I have trained and saved a PPO model. Next, I will use Ray Train to train a Deep Learning model in which inference from this trained PPO will be used as a preprocessing step for my data. However, when the code enters train_func_per_worker, it appears to be stuck there without showing any errors/outputs. I have tried loading the same model outside Ray Train environment, and it seems to work fine, so apparently the problem is with how I’m using Ray Train.
This is the script used to train and save the model:
import os
import gymnasium as gym
import ray
from ray.rllib.algorithms.ppo import PPOConfig
from ray.tune.registry import register_env
env_name = "CartPole-v1"
register_env(env_name, lambda env_config: gym.make(env_name))
ppo = PPOConfig().environment(env=env_name).build()
for i in range(10):
result = ppo.train()
save_folder = os.path.abspath("RL_OUTPUTS")
save_result = ppo.save(save_folder)
path_to_checkpoint = save_result.checkpoint.path
print(f"Trained model saved: {path_to_checkpoint}")
ray.shutdown()
Following is the script I’m using to load the model and then use its inference as a pre-processing step for my data before passing it to the main model (which will be trained using Ray Train):
from ray.train import ScalingConfig
from ray.train.torch import TorchTrainer
from typing import Dict
import ray.train
import os
import gymnasium as gym
from ray.rllib.algorithms.algorithm import Algorithm
from ray.tune.registry import register_env
def train_func_per_worker(config: Dict):
print("DEBUG: Entered into train_func_per_worker")
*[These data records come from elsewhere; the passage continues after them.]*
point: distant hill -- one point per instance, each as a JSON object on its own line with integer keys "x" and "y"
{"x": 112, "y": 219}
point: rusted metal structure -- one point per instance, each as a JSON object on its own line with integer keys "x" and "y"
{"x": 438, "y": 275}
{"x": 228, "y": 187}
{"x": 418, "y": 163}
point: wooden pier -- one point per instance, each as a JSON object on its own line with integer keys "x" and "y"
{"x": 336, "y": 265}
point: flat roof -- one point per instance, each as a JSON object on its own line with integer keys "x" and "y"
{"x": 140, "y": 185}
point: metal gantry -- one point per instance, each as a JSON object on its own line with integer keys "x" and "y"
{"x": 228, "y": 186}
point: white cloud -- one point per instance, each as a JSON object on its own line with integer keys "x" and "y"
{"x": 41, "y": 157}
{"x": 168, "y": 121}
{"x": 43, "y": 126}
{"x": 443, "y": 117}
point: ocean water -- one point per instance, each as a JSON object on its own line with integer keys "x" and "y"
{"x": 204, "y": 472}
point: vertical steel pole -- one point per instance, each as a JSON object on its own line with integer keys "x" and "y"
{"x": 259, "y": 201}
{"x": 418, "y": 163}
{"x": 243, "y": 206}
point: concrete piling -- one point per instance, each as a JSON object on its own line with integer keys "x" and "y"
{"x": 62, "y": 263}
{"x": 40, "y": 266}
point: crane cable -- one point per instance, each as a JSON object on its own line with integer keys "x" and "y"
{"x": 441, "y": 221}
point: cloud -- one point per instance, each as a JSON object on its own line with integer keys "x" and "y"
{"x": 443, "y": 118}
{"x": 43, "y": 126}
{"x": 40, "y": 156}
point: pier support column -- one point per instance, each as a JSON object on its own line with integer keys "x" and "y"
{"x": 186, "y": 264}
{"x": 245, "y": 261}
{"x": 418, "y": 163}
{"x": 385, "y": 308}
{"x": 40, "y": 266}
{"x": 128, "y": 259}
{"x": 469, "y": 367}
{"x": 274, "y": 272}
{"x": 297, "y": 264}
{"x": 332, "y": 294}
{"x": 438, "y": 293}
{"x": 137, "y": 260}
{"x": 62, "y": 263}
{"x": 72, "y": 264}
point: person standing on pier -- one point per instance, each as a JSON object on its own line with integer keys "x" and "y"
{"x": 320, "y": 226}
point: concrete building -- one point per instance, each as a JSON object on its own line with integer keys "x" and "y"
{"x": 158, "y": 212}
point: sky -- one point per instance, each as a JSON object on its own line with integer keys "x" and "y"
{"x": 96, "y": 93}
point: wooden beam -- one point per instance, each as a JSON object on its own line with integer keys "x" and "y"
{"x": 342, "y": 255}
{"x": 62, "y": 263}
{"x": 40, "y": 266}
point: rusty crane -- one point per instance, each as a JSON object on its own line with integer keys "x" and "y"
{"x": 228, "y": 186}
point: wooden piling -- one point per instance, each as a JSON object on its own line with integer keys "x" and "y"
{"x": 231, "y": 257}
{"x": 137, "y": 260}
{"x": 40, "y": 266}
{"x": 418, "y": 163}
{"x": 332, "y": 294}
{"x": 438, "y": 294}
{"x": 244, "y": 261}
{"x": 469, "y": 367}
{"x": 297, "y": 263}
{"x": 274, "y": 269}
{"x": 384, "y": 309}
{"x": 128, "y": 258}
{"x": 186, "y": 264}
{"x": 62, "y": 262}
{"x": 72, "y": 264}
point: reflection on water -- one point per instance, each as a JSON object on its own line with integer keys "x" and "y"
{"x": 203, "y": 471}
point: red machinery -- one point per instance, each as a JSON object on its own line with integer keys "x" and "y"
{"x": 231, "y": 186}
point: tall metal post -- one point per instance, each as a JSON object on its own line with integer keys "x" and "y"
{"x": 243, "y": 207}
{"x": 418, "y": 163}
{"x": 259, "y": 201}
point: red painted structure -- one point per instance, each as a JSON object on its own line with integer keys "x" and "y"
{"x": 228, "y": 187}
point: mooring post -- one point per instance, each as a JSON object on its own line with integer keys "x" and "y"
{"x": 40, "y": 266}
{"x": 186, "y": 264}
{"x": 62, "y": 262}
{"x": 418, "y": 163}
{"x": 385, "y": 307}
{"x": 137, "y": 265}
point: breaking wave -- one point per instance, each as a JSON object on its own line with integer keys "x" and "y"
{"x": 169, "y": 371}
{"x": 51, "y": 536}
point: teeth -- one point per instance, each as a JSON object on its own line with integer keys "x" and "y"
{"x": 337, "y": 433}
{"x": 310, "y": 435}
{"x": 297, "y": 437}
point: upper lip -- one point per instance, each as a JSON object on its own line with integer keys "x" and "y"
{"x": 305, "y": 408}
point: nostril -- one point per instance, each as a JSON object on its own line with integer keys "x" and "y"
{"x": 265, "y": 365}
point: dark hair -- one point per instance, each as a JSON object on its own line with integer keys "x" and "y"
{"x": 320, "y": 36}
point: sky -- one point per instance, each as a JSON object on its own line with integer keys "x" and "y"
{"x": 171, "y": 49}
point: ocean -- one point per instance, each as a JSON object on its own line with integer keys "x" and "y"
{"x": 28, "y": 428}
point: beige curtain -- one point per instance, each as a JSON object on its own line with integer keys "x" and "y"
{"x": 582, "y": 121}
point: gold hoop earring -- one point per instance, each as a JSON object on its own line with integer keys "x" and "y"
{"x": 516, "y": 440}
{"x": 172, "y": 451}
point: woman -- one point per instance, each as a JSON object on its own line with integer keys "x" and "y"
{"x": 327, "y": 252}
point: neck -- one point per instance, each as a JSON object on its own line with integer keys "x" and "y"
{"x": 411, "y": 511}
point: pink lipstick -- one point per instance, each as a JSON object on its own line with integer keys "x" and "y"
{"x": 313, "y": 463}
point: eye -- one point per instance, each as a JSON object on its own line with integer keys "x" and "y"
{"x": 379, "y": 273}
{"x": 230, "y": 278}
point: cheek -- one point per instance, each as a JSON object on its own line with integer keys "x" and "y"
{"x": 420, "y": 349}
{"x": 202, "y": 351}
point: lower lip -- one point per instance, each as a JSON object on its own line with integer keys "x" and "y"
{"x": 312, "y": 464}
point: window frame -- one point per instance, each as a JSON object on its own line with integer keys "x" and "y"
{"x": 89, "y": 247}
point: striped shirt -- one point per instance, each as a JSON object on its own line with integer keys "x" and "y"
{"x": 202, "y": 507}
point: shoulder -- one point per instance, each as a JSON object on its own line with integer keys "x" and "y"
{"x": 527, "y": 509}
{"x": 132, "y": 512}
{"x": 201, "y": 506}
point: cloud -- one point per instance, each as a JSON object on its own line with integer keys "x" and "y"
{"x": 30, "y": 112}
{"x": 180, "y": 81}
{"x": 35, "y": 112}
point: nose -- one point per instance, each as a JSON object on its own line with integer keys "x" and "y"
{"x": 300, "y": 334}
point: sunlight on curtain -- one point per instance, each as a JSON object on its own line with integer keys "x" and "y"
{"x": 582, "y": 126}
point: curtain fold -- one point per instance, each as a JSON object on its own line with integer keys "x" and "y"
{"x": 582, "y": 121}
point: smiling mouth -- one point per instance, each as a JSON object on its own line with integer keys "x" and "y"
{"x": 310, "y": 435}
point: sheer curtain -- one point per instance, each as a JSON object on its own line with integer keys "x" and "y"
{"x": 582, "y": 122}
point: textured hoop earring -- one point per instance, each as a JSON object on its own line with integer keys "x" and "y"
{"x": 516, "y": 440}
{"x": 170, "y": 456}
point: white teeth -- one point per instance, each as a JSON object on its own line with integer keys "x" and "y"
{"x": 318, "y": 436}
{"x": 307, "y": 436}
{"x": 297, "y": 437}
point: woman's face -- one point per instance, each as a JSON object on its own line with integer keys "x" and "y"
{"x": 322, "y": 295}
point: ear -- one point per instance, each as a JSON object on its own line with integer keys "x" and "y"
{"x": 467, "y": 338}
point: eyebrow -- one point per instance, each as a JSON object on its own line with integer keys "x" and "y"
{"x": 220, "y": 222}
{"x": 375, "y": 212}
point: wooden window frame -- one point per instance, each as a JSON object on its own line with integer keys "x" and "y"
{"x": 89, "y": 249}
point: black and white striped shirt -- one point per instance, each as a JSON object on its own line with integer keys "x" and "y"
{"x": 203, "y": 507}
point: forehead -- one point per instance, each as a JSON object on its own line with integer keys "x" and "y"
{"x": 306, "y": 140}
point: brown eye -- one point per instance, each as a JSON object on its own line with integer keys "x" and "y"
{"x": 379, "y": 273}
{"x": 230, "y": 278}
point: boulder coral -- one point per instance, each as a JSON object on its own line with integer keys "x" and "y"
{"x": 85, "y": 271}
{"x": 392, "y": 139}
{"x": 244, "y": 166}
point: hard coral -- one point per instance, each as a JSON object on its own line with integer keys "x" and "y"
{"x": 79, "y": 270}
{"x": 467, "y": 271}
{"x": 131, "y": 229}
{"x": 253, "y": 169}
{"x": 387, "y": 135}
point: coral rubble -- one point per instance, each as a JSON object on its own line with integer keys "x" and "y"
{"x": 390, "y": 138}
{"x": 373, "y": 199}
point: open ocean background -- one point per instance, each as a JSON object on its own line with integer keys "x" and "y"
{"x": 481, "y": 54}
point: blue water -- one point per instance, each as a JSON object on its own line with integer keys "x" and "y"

# had to change the directory in order to load the model from local repository.
current_script_dir = os.path.dirname(os.path.abspath(__file__))
os.chdir(current_script_dir)
env_name = "CartPole-v1"
register_env(env_name, lambda env_config: gym.make(env_name))
save_folder = os.path.abspath("RL_OUTPUTS")
ppo = Algorithm.from_checkpoint(save_folder)
print("Algorithm Loaded")
# train main model after this
def train_summarization_model(num_workers=2, use_gpu=False):
global_batch_size = 32
train_config = {
"lr": 1e-3,
"epochs": 10,
"batch_size_per_worker": global_batch_size // num_workers,
}
# configure computation resources
scaling_config = ScalingConfig(num_workers=num_workers, use_gpu=use_gpu)
# initialize Ray TorchTrainder
trainer = TorchTrainer(
train_loop_per_worker= train_func_per_worker,
train_loop_config=train_config,
scaling_config=scaling_config,
)
# [4] Start distributed training
result = trainer.fit()
if __name__ == "__main__":
# had to set this variable as unable to run without this on Pytorch 2.5.
ray.init(runtime_env={"env_vars": {"USE_LIBUV": "0"}})
train_summarization_model(num_workers=2, use_gpu=False)
Following are my library versions while using a Windows machine:
PyTorch version: 2.5.1+cpu
Ray version: 2.40.0
I have also tried executing this on Google Colab (to rule out any issues with my OS) but the same issue persists.